QUESTION 5 (20 Marks)
Consider a CUDA kernel routine reduceOp() below. This routine performs a parallel reduction operation, i.e., parallel summation of an array of integers with n elements. The routine does not make use of shared memory in each SM (or Stream Multiprocessor) and the reduction is done in-place, which means that the values in global memory are replaced by partial sums at each step.
__global__ void reduceOp(int *g_idata, int *g_odata, unsigned int n)
{
// set thread ID
unsigned int tid = threadIdx.x;
unsigned int idx = blockIdx.x * blockDim.x + threadIdx.x;
// convert global data pointer to the local pointer of this block
int *idata = g_idata + blockIdx.x*blockDim.x;
// boundary check
if(idx >= n) return;
// in-place reduction in global memory
for (int stride = 1; stride < blockDim.x; stride *= 2) {
int index = 2 * stride * tid;
if (index < blockDim.x) {
idata[index] += idata[index + stride];
}
// synchronize within threadblock
__syncthreads();
}
// write result for this block to global mem
if (tid == 0) g_odata[blockIdx.x] = idata[0];
}
You need to answer the following questions after analyzing the routine.
1) Describe how the parallel algorithm adopted by this routine works.

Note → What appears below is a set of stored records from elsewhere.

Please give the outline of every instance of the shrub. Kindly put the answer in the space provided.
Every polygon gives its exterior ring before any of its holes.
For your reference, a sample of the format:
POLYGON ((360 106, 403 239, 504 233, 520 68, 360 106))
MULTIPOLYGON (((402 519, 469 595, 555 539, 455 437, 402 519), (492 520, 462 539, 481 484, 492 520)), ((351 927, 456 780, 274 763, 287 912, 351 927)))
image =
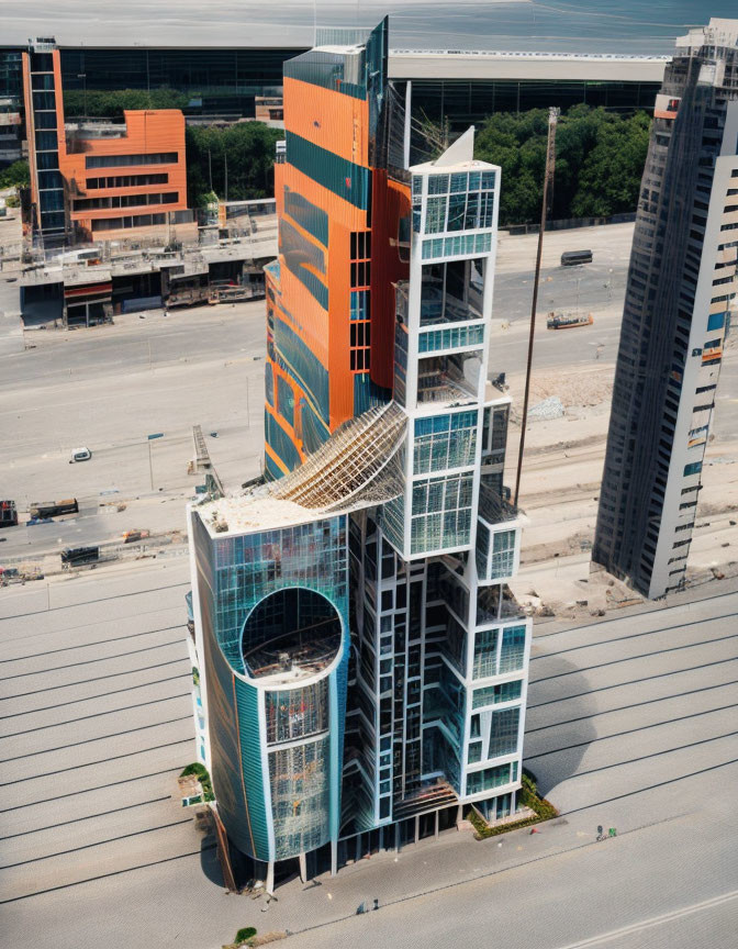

2) Discuss if there are any other shortcomings in this algorithm in addition to not using shared memory in each SM.
3) Based on your discussion, modify the routine to make it work more efficiently still for in-place reduction in global memory without making use of shared memory in each SM.
4) Justify your modifications, i.e., discuss why your modifications can enhance the performance of the original routine.